PODIUM | MEDIA INDONESIA, 27/12/2014
Suryopratomo
Dewan Redaksi
Media Group
ISU bantuan likuiditas Bank Indonesia kembali ramai dibicarakan. Komisi Pemberantasan Korupsi mengaitkannya dengan keluarnya surat keterangan lunas. Ada dugaan pemberian SKL sarat dengan praktik kongkalikong. Akibatnya, negara dirugikan karena pengembalian BLBI tidak maksimal.
Mengangkat kembali isu tersebut atas dasar dugaan hanya menimbulkan kecurigaan dan kebencian. Seharusnya ditelusuri benar duduk perkaranya dan ditemukan kesalahannya, baru kemudian tanpa gembar-gembor pelakunya ditangkap.

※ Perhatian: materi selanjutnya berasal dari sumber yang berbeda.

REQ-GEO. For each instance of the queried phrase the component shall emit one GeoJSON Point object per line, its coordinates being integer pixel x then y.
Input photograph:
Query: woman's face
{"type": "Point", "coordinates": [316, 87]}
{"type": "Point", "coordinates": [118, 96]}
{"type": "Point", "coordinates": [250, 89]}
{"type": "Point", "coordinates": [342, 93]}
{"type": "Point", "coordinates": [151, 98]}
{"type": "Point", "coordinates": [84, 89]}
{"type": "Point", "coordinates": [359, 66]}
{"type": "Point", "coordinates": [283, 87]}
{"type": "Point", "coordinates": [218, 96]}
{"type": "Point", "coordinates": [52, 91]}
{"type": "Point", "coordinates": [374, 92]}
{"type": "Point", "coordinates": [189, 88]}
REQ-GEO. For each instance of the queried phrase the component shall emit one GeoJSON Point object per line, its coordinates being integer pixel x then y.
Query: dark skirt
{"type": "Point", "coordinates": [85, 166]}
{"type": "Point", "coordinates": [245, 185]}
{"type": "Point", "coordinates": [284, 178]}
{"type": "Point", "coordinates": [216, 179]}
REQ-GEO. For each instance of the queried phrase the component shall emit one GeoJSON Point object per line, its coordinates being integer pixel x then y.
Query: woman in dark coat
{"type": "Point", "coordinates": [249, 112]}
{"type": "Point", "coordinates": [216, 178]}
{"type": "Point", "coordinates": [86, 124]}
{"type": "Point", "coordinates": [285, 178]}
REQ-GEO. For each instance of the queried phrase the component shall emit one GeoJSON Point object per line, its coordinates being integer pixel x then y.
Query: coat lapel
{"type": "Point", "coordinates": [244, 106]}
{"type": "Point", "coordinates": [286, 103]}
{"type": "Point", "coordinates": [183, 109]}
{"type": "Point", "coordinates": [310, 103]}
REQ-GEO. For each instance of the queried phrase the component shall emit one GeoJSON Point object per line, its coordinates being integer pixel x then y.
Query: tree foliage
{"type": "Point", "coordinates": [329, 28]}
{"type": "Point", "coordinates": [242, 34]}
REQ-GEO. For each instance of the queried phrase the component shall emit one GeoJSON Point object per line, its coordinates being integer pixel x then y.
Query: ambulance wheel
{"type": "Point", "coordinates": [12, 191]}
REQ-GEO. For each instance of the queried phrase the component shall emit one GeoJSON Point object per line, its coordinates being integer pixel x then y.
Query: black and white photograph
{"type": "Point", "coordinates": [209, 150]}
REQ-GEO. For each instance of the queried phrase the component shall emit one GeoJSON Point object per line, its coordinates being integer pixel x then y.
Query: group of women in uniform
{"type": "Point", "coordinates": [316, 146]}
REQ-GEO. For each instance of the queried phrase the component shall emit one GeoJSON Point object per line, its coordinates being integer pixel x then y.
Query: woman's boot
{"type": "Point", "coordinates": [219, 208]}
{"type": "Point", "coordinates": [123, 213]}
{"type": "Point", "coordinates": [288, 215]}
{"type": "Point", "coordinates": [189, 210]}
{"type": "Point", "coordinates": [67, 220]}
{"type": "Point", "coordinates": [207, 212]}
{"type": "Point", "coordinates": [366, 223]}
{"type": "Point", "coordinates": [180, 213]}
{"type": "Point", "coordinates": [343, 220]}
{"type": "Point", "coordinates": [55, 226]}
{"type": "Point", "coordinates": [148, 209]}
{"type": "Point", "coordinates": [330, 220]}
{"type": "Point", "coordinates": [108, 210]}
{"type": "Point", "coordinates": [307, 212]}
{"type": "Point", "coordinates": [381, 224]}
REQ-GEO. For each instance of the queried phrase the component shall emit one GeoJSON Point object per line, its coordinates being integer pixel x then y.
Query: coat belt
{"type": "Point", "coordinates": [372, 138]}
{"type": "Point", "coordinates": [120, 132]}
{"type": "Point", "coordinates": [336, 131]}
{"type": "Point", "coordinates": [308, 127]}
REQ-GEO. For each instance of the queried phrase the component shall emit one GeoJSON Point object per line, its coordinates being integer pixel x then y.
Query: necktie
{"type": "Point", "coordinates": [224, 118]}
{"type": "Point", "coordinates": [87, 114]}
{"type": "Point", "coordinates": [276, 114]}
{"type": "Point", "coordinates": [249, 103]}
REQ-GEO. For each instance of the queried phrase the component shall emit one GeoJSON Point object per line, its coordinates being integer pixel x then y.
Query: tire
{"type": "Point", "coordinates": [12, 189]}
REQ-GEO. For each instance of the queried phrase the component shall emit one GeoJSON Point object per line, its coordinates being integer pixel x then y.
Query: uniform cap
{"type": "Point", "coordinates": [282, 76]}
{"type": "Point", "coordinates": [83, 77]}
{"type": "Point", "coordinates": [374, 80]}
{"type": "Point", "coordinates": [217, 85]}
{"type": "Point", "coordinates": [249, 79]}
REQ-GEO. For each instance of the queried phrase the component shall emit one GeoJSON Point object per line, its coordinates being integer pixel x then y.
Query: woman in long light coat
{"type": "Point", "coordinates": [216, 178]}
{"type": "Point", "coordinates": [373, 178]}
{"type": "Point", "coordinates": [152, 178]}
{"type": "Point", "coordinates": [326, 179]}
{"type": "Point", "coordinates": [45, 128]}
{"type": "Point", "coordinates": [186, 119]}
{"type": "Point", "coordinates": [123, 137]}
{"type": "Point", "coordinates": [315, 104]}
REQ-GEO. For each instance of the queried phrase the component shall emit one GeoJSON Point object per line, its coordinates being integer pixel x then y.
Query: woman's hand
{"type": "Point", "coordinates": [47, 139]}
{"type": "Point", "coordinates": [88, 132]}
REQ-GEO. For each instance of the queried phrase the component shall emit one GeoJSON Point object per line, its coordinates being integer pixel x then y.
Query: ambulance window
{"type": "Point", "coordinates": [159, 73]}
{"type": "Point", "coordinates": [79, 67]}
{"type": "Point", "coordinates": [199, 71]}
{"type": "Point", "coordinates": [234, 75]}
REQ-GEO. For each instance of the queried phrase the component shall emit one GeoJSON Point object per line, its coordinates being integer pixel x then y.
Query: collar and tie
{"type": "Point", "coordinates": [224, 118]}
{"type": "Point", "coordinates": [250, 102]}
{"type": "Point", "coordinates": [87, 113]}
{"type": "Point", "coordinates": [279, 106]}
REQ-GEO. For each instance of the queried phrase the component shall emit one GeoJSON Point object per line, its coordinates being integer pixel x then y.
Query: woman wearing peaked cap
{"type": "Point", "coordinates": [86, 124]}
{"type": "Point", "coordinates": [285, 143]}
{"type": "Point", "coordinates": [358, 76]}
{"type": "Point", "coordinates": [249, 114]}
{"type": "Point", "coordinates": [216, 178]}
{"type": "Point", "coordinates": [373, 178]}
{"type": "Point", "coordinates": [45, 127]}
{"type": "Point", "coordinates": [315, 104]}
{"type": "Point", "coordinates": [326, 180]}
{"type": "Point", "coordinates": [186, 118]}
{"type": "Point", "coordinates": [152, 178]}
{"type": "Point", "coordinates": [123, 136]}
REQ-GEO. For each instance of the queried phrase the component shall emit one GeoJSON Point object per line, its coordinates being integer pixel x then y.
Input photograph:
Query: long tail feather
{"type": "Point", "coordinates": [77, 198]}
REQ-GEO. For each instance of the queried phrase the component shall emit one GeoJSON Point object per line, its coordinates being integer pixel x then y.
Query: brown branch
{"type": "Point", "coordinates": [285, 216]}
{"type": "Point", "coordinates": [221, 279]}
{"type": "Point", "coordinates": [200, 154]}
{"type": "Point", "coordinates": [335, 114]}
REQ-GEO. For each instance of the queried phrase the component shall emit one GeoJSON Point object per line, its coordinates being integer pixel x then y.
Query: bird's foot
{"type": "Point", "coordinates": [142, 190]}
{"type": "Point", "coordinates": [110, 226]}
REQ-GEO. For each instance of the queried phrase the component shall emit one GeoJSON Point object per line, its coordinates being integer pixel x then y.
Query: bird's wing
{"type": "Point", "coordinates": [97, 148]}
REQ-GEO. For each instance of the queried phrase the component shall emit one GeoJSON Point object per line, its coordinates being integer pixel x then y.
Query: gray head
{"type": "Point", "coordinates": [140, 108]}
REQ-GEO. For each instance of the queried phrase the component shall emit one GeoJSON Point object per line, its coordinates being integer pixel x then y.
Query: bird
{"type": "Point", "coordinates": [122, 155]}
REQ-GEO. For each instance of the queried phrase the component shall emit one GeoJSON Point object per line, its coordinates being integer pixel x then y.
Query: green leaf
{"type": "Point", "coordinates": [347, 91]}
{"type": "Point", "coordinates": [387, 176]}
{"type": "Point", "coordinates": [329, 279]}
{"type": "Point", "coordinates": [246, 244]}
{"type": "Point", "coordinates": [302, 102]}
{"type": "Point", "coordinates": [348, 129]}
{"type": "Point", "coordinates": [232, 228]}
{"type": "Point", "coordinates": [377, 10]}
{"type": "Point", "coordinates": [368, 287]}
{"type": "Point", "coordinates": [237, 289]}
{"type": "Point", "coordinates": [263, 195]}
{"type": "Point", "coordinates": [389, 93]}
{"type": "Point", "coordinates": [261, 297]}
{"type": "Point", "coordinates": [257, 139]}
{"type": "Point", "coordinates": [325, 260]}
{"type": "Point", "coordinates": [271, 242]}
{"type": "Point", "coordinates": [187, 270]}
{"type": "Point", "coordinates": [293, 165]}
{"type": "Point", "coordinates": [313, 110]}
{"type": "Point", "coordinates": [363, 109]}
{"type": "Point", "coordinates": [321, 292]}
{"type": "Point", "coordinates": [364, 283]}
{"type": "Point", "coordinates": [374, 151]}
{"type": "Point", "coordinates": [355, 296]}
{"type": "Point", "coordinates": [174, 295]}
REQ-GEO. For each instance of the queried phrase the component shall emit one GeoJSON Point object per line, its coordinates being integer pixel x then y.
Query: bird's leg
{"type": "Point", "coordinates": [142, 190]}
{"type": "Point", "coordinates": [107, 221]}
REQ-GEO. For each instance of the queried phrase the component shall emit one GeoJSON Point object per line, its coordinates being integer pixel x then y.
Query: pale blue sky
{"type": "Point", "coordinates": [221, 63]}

Sejak reformasi, kita ramai dalam kontroversi. Tidak keliru apabila demokrasi kita disebut ‘talking democracy’. Padahal yang harus kita lakukan ialah ‘working democracy’, agar demokrasi bisa menciptakan kesejahteraan.

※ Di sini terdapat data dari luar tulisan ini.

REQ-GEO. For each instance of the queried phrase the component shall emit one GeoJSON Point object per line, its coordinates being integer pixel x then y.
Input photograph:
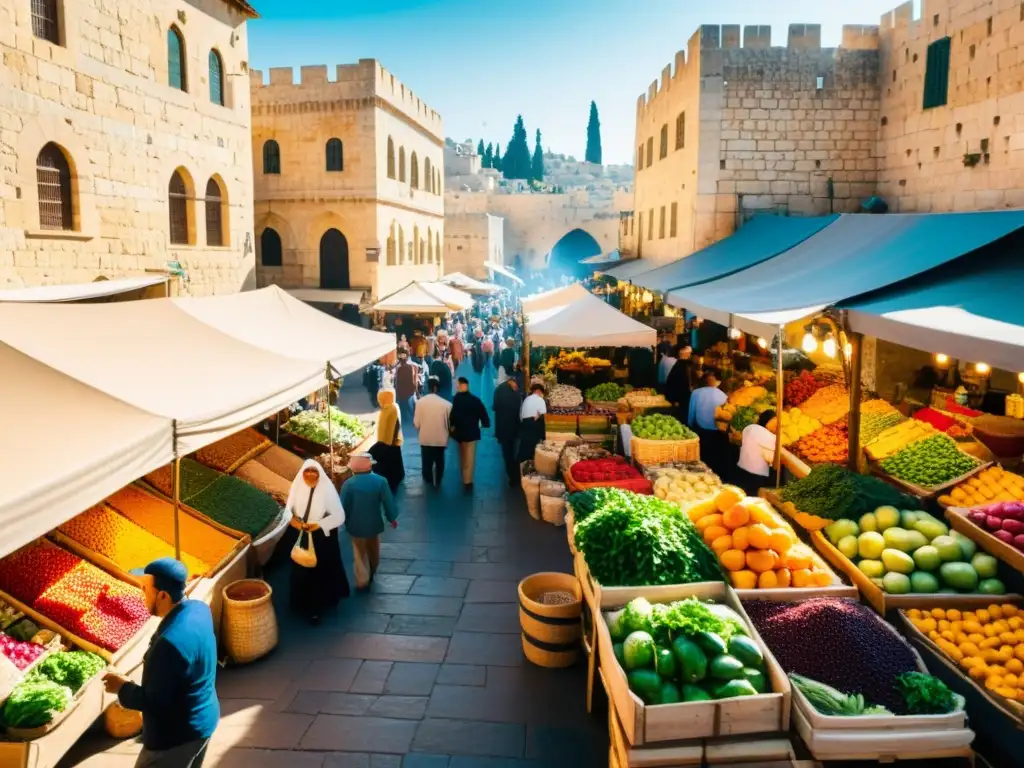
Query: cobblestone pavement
{"type": "Point", "coordinates": [424, 672]}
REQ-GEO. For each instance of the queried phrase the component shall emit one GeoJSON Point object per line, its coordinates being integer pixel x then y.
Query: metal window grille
{"type": "Point", "coordinates": [177, 204]}
{"type": "Point", "coordinates": [45, 23]}
{"type": "Point", "coordinates": [53, 181]}
{"type": "Point", "coordinates": [214, 215]}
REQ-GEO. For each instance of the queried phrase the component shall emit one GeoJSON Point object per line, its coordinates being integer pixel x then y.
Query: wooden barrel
{"type": "Point", "coordinates": [550, 632]}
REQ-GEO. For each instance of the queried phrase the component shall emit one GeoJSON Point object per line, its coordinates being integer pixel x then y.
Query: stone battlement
{"type": "Point", "coordinates": [801, 38]}
{"type": "Point", "coordinates": [366, 79]}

Bila berbicara soal BLBI, kita harus kembali melihat krisis keuangan 1998. Krisis yang menimpa Indonesia tidak hanya disebabkan krisis keuangan Asia Timur 1997, tetapi juga tidak bisa dilepaskan dari gerakan demokratisasi yang dilancarkan Presiden AS Bill Clinton.
Akibat gerakan demokratisasi itu, Presiden Soeharto harus lengser dari jabatannya dan sistem politik kita berubah dari autokrasi menjadi demokrasi. Namun, perubahan besar itu menyebabkan juga krisis keuangan, yang biayanya harus dibayar seluruh bangsa.
Kita ingat bagaimana Dana Moneter Internasional memerintahkan Presiden Soeharto untuk menutup 16 bank pada 1997. Pada April 1998, pemerintah diminta untuk mengambil alih seluruh bank lalu menyuntikkan BLBI tanpa sepengetahuan para pemegang saham bank.
Kepada para pemegang saham bank, IMF mendorong pemerintah untuk menawarkan master of settlement and acquisition agreement (MSAA). Langkah penyelesaian di luar pengadilan dipilih karena lebih cepat. Apabila mempergunakan UU Perseroan Terbatas, selain lama — karena harus melalui proses pengadilan — para pemegang saham tidak mungkin diminta menyerahkan aset.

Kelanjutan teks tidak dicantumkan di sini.